EL EVANGELIO ES PARA TODOS
«Y yo, cuando sea levantado de la tierra, a todos atraeré a mí mismo». Juan 12: 32
DIOS ES ESPÍRITU, y los que lo adoran, en espíritu y en verdad es necesario que lo adoren» (Juan 4: 24). Este texto presenta la misma verdad que Jesús había revelado a Nicodemo cuando dijo: «Te aseguro que si una persona no nace de nuevo no podrá ver el reino de Dios» (Juan 3: 3, TLA). Para ponernos en contacto con el cielo no necesitamos visitar una montaña santa o un templo sagrado. La religión no ha de limitarse a las formas o ceremonias externas. La religión que proviene de Dios es la única que conducirá a Dios. A fin de servirle como es debido, debemos nacer del Espíritu. Esto purificará el corazón y renovará la mente, nos dará una nueva capacidad para conocer y amar a Dios. Nos inspirará una obediencia voluntaria a todos sus mandamientos. Ese es el verdadero culto. Es el fruto de la obra del Espíritu Santo. Toda oración sincera se formula únicamente por el Espíritu, y Dios acepta tales oraciones. Siempre que un alma anhela a Dios, se manifiesta la obra del Espíritu, y Dios se revelará a esa alma. Él busca adoradores tales. Espera para recibirlos y hacerlos sus hijos e hijas. […]

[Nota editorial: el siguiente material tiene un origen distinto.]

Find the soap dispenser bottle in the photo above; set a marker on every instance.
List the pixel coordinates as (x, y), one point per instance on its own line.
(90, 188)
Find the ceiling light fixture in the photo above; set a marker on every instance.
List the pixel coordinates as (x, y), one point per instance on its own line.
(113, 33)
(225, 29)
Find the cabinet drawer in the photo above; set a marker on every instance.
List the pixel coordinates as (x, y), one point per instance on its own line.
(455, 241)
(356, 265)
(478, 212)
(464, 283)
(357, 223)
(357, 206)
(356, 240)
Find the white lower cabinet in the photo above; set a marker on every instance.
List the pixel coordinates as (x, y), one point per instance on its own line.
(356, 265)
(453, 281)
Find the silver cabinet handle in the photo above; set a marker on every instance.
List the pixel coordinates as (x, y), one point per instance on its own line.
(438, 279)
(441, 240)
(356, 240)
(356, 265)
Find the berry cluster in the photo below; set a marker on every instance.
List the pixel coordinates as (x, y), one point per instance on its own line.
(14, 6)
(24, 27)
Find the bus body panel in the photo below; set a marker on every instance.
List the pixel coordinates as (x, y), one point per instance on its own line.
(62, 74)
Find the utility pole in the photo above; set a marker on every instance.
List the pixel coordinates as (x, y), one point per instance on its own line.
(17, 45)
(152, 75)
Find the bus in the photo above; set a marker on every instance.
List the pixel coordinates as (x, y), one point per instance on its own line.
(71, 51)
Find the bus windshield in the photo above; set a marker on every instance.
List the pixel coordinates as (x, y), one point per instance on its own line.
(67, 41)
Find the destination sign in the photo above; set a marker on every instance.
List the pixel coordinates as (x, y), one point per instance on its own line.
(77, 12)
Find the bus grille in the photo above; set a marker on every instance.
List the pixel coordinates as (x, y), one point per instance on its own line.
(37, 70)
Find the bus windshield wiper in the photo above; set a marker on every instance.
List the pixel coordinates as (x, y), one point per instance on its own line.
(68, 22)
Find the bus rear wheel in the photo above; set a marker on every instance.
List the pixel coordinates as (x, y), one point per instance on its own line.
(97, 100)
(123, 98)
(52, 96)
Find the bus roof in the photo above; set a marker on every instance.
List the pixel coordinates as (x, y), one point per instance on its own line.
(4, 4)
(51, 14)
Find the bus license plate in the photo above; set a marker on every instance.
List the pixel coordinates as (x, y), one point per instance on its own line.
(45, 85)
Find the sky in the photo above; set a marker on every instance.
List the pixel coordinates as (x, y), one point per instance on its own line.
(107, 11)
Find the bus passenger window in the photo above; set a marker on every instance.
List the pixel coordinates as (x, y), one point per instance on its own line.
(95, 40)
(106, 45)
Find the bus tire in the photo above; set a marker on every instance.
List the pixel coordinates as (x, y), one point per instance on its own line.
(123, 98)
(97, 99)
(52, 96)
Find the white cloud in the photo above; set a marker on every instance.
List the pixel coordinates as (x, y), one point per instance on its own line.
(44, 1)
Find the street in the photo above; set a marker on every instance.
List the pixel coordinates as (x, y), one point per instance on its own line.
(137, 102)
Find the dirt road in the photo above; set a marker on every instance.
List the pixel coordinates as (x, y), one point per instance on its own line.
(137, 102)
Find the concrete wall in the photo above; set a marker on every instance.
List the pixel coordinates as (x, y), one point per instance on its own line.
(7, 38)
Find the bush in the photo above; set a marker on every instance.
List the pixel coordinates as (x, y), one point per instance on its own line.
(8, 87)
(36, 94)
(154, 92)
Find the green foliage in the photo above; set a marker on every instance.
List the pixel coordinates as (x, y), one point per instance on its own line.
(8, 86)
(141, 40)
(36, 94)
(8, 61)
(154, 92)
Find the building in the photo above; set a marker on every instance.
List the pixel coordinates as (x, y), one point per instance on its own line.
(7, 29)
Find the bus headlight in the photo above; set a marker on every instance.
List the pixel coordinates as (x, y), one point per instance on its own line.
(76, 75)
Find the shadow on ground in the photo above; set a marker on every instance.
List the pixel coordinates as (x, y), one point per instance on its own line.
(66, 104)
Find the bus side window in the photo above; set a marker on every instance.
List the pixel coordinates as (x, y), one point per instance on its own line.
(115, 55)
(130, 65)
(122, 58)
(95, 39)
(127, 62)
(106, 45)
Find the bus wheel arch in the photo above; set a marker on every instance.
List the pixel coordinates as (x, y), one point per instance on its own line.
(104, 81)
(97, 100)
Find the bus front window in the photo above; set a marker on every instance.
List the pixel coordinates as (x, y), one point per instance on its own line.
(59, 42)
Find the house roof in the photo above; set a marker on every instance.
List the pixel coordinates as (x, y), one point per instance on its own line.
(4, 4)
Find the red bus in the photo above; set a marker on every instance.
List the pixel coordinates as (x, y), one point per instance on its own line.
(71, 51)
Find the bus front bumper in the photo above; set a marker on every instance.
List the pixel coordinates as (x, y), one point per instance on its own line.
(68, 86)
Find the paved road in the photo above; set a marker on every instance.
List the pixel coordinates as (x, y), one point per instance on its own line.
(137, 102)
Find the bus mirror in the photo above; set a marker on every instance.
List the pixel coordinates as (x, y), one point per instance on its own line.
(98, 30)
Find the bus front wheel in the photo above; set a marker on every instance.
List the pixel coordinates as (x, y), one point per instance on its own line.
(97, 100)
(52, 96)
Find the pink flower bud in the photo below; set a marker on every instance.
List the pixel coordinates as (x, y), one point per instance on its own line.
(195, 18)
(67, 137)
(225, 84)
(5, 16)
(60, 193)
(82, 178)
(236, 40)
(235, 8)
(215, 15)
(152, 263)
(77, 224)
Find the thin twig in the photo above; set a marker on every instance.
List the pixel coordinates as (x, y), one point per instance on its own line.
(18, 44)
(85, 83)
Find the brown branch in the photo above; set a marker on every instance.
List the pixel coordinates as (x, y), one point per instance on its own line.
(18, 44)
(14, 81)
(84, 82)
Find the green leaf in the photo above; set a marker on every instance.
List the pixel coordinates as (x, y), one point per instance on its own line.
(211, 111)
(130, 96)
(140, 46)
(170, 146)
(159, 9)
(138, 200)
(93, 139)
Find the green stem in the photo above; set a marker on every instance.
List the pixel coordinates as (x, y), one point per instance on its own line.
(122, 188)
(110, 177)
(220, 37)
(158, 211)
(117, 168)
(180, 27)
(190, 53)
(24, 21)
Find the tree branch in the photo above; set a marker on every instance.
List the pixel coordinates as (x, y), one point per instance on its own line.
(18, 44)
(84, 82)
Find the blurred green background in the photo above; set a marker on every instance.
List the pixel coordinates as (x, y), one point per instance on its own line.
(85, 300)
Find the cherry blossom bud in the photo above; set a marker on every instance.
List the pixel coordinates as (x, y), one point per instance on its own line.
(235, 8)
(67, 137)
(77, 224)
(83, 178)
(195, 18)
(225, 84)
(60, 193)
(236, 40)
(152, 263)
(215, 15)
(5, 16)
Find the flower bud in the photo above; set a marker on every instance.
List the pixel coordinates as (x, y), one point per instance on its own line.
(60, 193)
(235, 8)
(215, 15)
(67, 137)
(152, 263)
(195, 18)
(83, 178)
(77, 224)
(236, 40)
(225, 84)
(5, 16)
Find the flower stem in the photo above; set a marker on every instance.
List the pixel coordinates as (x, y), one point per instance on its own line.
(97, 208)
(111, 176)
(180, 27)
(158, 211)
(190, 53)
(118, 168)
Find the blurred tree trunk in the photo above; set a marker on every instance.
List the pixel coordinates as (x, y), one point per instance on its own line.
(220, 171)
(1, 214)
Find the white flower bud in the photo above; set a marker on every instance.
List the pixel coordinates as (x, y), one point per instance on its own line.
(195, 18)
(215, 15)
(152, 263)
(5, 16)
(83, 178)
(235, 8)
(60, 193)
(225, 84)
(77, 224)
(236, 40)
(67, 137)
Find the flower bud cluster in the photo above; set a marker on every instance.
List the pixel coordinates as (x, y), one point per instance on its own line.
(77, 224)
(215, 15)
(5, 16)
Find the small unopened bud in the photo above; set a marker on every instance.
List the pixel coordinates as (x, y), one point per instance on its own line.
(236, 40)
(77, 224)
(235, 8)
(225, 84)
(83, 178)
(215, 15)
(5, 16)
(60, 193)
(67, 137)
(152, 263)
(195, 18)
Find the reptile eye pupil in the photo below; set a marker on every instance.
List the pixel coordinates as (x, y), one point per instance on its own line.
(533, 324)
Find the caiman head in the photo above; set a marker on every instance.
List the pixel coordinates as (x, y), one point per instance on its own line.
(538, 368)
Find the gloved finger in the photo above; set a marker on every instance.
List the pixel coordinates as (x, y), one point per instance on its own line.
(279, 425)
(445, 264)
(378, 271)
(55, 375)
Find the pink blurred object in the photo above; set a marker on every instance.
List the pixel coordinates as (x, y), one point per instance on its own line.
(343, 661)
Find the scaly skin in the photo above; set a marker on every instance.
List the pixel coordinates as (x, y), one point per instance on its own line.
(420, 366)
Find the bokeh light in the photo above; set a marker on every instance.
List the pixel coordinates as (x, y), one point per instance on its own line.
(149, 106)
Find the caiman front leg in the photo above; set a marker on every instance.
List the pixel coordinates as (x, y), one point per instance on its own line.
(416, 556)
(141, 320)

No debemos estrechar la invitación del evangelio y presentarla solamente a unos pocos elegidos, que, suponemos nosotros, nos honrarán aceptándola. El mensaje ha de proclamarse a todos. Doquiera haya corazones abiertos para recibir la verdad, Cristo está listo para instruirlos. Él les revela al Padre y la adoración que es aceptable para Aquel que lee el corazón. Para los tales, no usa parábolas. A ellos, como a la mujer samaritana al lado del pozo, dice: «Yo soy, el que habla contigo» (Juan 4: 26). […]
El Salvador no aguardaba a que se reuniesen congregaciones. Muchas veces, empezaba sus lecciones con unos pocos reunidos en derredor suyo. Pero uno a uno los transeúntes se detenían para escuchar, hasta que una multitud oía con asombro y reverencia las palabras de Dios pronunciadas por el Maestro enviado del cielo. El que trabaja para Cristo no debe pensar que no puede hablar con el mismo fervor a unos pocos oyentes que a una gran multitud. Tal vez haya uno solo para oír el mensaje; pero, ¿quién puede decir cuán amplia será su influencia? Parecía asunto sin importancia, aun para los discípulos, que el Salvador dedicase su tiempo a una mujer de Samaría. Pero él razonó con ella con más fervor y elocuencia que con reyes, consejeros o pontífices. Las lecciones que le dio han sido repetidas hasta los confines más remotos de la tierra.— El Deseado de todas las gentes, cap. 19, pp. 165-171.